もちろんGuest Additionsのインストールは必要です。ちなみにFedoraのVirtualBoxでは独自に変更を加えて6.1でも同様のことができていました。
ファイルマネージャーのデザイン変更
あまり使っている人は多くなさそうですが、「仮想マシン」-「ファイルマネージャー」でファイルマネージャーが起動し、Guest Additionsをインストールしている場合はホストOSと仮想マシンでファイルのやり取りができます。共有フォルダーを使う必要もなければ、いまいち安定しないドラッグ&ドロップを使用しなくていいので、わりと手軽にファイルやフォルダーのコピーができて便利です。
そんなファイルマネージャーですが、少しだけデザインが変更されました。図9が6.1の、図10が7.0のファイルマネージャーです。コンパクトなデザインになっているところを見ると、6.1のは少々大きすぎたということなのでしょうか。
グループに移動
VirtualBoxには仮想マシンをグループにまとめる機能があります。おおむねフォルダーだと思って間違いなく、新規に作成されるフォルダーに仮想マシンのファイルやフォルダー一式が移動するため、実態もフォルダーです。
それはさておき、これまでグループへの移動はVirtualBoxマネージャー上でのドラッグ&ドロップが基本で、狙ったところにドロップできない、不意に意図しない新しいグループを作成してしまうようなことがしばしば起こり、ストレスを感じる場面も少なくありませんでした。
7.0からは、仮想マシンを右クリックしたときに「Move to Group」(グループに移動)が追加され、任意のグループに簡単に移動できるようになりました。
デフォルトの表示状態
「設定」-「ユーザーインターフェース」で「Visual State」(表示状態)を設定できるようになりました(図11)。選択できるのは「Normal (Window)」(通常)、「Full-Screen」(フルスクリーン)、「Seamless」(シームレス)、「Scaled」(スケール)の4つで、VirtualBoxの表示機能を網羅しています。起動時点でフルスクリーンにしたいなどのニーズについてはよくわかりませんが、いちいち切り替える必要がなくなったのは便利でしょう。
デフォルトの表示倍率
デフォルトの表示状態だけではなく、「設定」-「ディスプレイ」で表示倍率(Scale Factor)も設定できるようになりました(図12)。解像度の高いディスプレイで昔のOSを起動すると、ウィンドウが小さすぎて文字が読めないようなこともありえますが、これまでは起動後に「表示」-「仮想スクリーン1」で設定するしかなかったので、便利になりました。なお表示倍率はGuest Additionsがインストールされていなくても変更できます。
Extension Packの管理
これまでExtension Packの管理は「環境設定」-「機能拡張」から行っていましたが、図4にもあるように「ツール」のリストに移動しました(図13)。

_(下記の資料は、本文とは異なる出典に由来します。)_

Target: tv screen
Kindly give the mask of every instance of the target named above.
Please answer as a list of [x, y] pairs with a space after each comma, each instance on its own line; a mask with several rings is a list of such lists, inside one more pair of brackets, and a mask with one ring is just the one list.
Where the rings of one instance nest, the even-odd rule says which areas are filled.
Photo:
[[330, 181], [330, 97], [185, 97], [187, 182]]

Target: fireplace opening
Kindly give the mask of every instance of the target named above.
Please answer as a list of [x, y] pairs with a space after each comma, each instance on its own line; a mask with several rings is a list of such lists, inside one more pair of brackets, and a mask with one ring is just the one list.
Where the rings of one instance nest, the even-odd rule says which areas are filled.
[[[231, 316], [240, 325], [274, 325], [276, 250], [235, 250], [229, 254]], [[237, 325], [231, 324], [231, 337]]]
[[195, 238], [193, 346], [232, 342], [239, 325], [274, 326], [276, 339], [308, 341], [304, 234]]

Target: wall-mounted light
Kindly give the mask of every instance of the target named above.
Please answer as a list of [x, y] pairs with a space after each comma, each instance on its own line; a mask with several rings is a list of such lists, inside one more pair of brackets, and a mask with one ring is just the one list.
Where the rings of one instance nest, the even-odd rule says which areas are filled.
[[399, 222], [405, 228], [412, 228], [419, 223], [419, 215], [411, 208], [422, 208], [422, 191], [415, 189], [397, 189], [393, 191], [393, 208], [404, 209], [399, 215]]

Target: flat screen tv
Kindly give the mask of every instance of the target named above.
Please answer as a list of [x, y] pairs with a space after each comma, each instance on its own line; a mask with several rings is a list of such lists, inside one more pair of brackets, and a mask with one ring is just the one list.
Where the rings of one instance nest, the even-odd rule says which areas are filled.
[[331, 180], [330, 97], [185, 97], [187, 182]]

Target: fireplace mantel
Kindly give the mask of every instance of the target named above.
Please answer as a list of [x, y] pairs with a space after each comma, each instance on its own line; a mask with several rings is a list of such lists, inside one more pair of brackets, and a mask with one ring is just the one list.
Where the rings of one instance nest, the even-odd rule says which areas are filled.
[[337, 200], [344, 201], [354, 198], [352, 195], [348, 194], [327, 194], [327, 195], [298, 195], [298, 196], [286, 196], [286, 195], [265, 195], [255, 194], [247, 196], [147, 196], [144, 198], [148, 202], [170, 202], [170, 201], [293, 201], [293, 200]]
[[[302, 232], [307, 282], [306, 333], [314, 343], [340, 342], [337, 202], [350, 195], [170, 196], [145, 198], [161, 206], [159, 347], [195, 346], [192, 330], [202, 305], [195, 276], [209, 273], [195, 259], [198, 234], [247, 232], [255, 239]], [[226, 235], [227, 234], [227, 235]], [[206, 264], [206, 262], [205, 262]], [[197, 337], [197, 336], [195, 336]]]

いちいち環境設定を開く必要がなくなったので手間はいかばかりか削減されました。とはいえExtension Packはかなりゆるいとはいえプロプライエタリなライセンスであり、またVirtualBoxに合わせてパージョンアップをしなくてはいけないため、手間がかかります。インストールしなくて済むのであれば、それに越したことはありません。